Since then, many European countries restarted their programs after the European Medicine Agency dubbed the AstraZeneca vaccine “safe and effective" despite the blood-clot reports. EMA said in a statement:
- the benefits of the vaccine in combating the still widespread threat of COVID-19 (which itself results in clotting problems and may be fatal) continue to outweigh the risk of side effects;
- the vaccine is not associated with an increase in the overall risk of blood clots (thromboembolic events) in those who receive it;
- there is no evidence of a problem related to specific batches of the vaccine or to particular manufacturing sites;
- however, the vaccine may be associated with very rare cases of blood clots associated with thrombocytopenia, i.e. low levels of blood platelets (elements in the blood that help it to clot) with or without bleeding, including rare cases of clots in the vessels draining blood from the brain (CVST).
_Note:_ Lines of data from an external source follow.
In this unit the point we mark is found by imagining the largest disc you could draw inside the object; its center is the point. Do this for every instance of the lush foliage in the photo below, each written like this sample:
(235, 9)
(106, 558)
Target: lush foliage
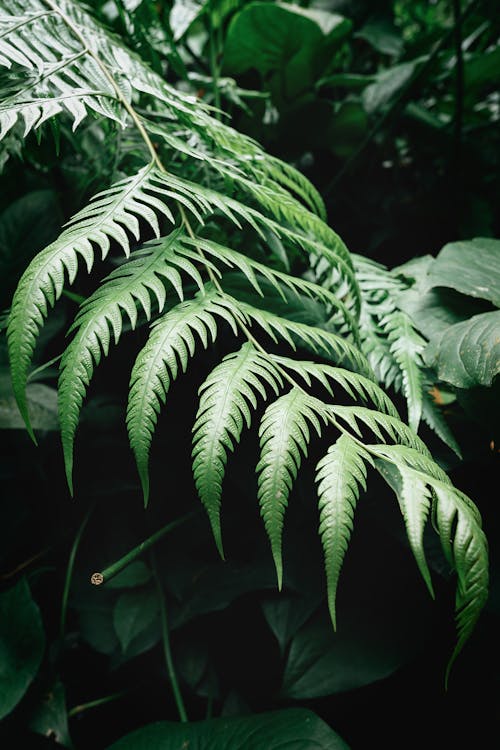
(237, 310)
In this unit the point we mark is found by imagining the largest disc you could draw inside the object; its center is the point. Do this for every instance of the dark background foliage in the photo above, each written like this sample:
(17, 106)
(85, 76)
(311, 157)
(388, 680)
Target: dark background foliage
(394, 117)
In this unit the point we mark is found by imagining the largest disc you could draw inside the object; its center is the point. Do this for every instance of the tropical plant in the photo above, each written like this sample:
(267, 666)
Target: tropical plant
(219, 257)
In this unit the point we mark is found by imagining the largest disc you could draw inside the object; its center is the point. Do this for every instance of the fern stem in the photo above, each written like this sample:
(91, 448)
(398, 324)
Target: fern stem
(119, 95)
(80, 708)
(69, 573)
(167, 650)
(112, 570)
(214, 68)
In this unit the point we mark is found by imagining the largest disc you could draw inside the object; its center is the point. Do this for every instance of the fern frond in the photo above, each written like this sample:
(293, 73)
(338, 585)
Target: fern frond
(284, 437)
(322, 342)
(227, 398)
(379, 424)
(355, 385)
(250, 267)
(286, 175)
(170, 346)
(100, 318)
(112, 215)
(414, 498)
(462, 538)
(339, 476)
(407, 346)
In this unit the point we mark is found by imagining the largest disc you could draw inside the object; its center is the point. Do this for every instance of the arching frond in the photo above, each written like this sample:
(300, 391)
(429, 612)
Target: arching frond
(227, 398)
(111, 215)
(339, 475)
(284, 436)
(170, 346)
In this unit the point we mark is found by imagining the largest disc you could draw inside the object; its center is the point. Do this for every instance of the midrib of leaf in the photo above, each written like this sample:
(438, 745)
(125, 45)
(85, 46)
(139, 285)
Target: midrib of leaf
(119, 95)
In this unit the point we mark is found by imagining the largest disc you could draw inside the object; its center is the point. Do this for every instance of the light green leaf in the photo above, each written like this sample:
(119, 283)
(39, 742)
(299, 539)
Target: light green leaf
(339, 475)
(135, 574)
(467, 354)
(471, 267)
(133, 613)
(22, 643)
(294, 729)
In other words, we rate the meme's claim regarding AstraZeneca a "Mixture" of false and factual information. It was true that a number of European countries temporarily suspended the use of the manufacturer's COVID-19 vaccine after a handful of recipients reported blood clots.
But no evidence proved those thromboembolic issues were a direct, adverse affect of the vaccine (rather than unrelated medical issues), and several countries restarted their AstraZeneca vaccination programs since the brief halt.